El arancel como chantaje: Groenlandia en el centro del huracán
Trump, al que varios analistas denominan "el demente naranja", ha encontrado en los aranceles una vía de presión directa. La medida afecta a países que suman la mayor parte del PIB europeo, aunque España queda inicialmente fuera del foco por su menor exposición exportadora: exporta ocho veces menos que Alemania a EE.UU. y tres veces menos que Francia e Italia. La Casa Blanca no oculta el vínculo con la negativa de Dinamarca y la UE a negociar la soberanía groenlandesa, un territorio autónomo danés cuya población, según encuestas internas, rechaza la anexión estadounidense. La comunidad inuit ya ha expresado su rechazo: prefieren seguir con Dinamarca.
Reacciones y división en Europa: entre la sumisión y la resistencia
La UE se enfrenta a un dilema. Por un lado, la Comisión Europea ha insinuado represalias arancelarias sobre productos emblemáticos como los cheetos o la tecnología estadounidense. Por otro, las divisiones internas son profundas. Alemania y Francia, los más expuestos, sopesan un acercamiento a China como contrapeso. El movimiento alt-right europeo, tradicionalmente afín a Trump, también ha dado un giro: Marine Le Pen y Bardella califican la medida de "puta guerra" y piden castigos económicos, mientras que el AfD alemán critica por primera vez al presidente estadounidense.
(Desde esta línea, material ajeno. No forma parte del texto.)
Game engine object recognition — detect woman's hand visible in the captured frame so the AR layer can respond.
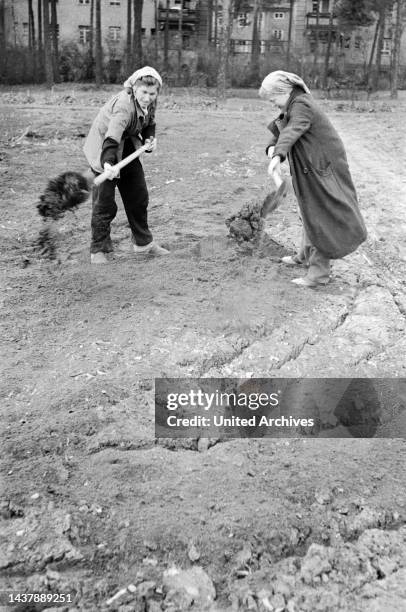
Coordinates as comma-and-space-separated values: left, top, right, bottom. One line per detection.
267, 145, 275, 159
144, 136, 157, 153
103, 162, 120, 181
268, 155, 282, 187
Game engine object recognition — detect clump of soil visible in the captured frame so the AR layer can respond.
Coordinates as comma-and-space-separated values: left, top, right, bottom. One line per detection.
37, 172, 89, 220
226, 201, 264, 242
226, 180, 287, 243
34, 172, 90, 260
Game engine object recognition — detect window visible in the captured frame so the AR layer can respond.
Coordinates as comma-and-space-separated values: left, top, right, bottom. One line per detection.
109, 26, 121, 43
237, 13, 249, 28
354, 36, 362, 49
382, 38, 392, 55
312, 0, 330, 13
79, 26, 90, 45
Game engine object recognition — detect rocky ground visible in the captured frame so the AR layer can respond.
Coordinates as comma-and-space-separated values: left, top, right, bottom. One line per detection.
0, 87, 406, 612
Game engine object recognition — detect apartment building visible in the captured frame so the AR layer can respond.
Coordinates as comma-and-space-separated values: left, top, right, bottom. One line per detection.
0, 0, 406, 66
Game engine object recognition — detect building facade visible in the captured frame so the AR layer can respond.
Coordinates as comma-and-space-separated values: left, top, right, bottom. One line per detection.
0, 0, 406, 67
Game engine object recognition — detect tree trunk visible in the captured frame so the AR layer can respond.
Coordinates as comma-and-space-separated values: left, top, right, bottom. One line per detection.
126, 0, 133, 74
43, 0, 54, 87
51, 0, 60, 83
251, 0, 261, 83
373, 6, 386, 91
313, 3, 319, 68
365, 17, 381, 89
95, 0, 103, 87
0, 0, 7, 73
178, 0, 183, 85
37, 0, 45, 80
217, 0, 233, 99
133, 0, 144, 68
88, 0, 94, 79
323, 2, 335, 89
286, 0, 295, 71
154, 0, 159, 65
28, 0, 38, 82
164, 0, 169, 73
213, 0, 219, 49
390, 0, 402, 98
207, 0, 213, 43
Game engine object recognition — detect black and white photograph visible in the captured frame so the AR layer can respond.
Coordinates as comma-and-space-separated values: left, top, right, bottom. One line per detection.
0, 0, 406, 612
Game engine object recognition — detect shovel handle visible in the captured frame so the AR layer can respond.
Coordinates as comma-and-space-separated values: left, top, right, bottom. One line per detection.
93, 145, 149, 185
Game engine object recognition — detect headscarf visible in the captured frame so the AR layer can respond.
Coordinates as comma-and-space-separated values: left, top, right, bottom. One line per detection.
259, 70, 310, 98
124, 66, 162, 89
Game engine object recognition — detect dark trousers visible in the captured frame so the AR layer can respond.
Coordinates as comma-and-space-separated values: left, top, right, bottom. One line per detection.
90, 147, 152, 253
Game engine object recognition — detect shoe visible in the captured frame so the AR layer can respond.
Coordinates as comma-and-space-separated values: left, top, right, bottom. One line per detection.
133, 242, 170, 257
291, 276, 329, 289
90, 251, 109, 264
281, 255, 303, 266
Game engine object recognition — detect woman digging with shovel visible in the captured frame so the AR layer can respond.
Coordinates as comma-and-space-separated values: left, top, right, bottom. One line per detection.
84, 66, 169, 264
259, 70, 366, 287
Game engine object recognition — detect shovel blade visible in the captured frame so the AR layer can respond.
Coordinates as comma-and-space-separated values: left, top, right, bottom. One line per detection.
261, 179, 288, 218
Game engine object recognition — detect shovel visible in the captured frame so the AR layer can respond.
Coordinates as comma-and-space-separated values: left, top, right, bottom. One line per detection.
261, 172, 288, 219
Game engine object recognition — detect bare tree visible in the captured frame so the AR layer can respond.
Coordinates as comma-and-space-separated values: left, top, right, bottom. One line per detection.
217, 0, 234, 98
28, 0, 38, 81
365, 19, 381, 87
43, 0, 54, 87
286, 0, 295, 70
89, 0, 94, 74
51, 0, 60, 83
133, 0, 144, 67
323, 0, 336, 89
178, 0, 183, 85
37, 0, 45, 78
390, 0, 402, 98
0, 0, 7, 72
95, 0, 103, 87
154, 0, 159, 63
251, 0, 261, 81
164, 0, 169, 72
373, 3, 387, 90
125, 0, 133, 72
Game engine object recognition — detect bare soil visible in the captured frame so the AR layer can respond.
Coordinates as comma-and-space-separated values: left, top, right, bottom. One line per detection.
0, 87, 406, 612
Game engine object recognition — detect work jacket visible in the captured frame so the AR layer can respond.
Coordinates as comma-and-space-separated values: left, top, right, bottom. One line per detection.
83, 89, 155, 172
268, 87, 367, 259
En el lado opuesto, hay quienes ven con buenos ojos la actitud de Trump para doblegar a una UE "globalista y decadente".
Impacto económico: el consumidor americano, primer perjudicado
Los aranceles no solo castigan a Europa; el consumidor estadounidense sufrirá el encarecimiento de productos europeos y la posible pérdida de empleos en sectores dependientes de la importación. Empresas europeas con plantas en EE.UU. absorberán parte del coste. La economistas apuntan a que el daño mutuo será grande, aunque Trump se haya mostrado inflexible. El Supremo de EE.UU. ha pospuesto su decisión sobre la legalidad de los aranceles hasta al menos febrero, lo que añade incertidumbre jurídica.
¿Y si Europa responde con boicot y desvinculación tecnológica?
En el foro, algunos defienden un boicot a empresas estadounidenses (Microsoft, Apple, Coca-Cola) y una aceleración de la autonomía tecnológica. Sin embargo, el boicot es complejo: las economías están tan integradas que un boicot a McDonald's perjudicaría al franquiciado español. Otros señalan que Europa debería duplicar su presencia militar en Groenlandia o amenazar con salir de la OTAN. La realidad es que la dependencia militar y tecnológica de EE.UU. sigue siendo absoluta: satélites, Starlink, inteligencia y armamento son clave para la defensa europea.
La pregunta que nadie responde del todo: ¿hasta dónde está dispuesto a llegar Trump? La amenaza de retirada de apoyo a Ucrania o de bloqueo tecnológico podría ser el siguiente paso. Mientras, el mundo observa cómo un supuesto aliado se convierte en enemigo comercial. El pulso por Groenlandia es solo el principio.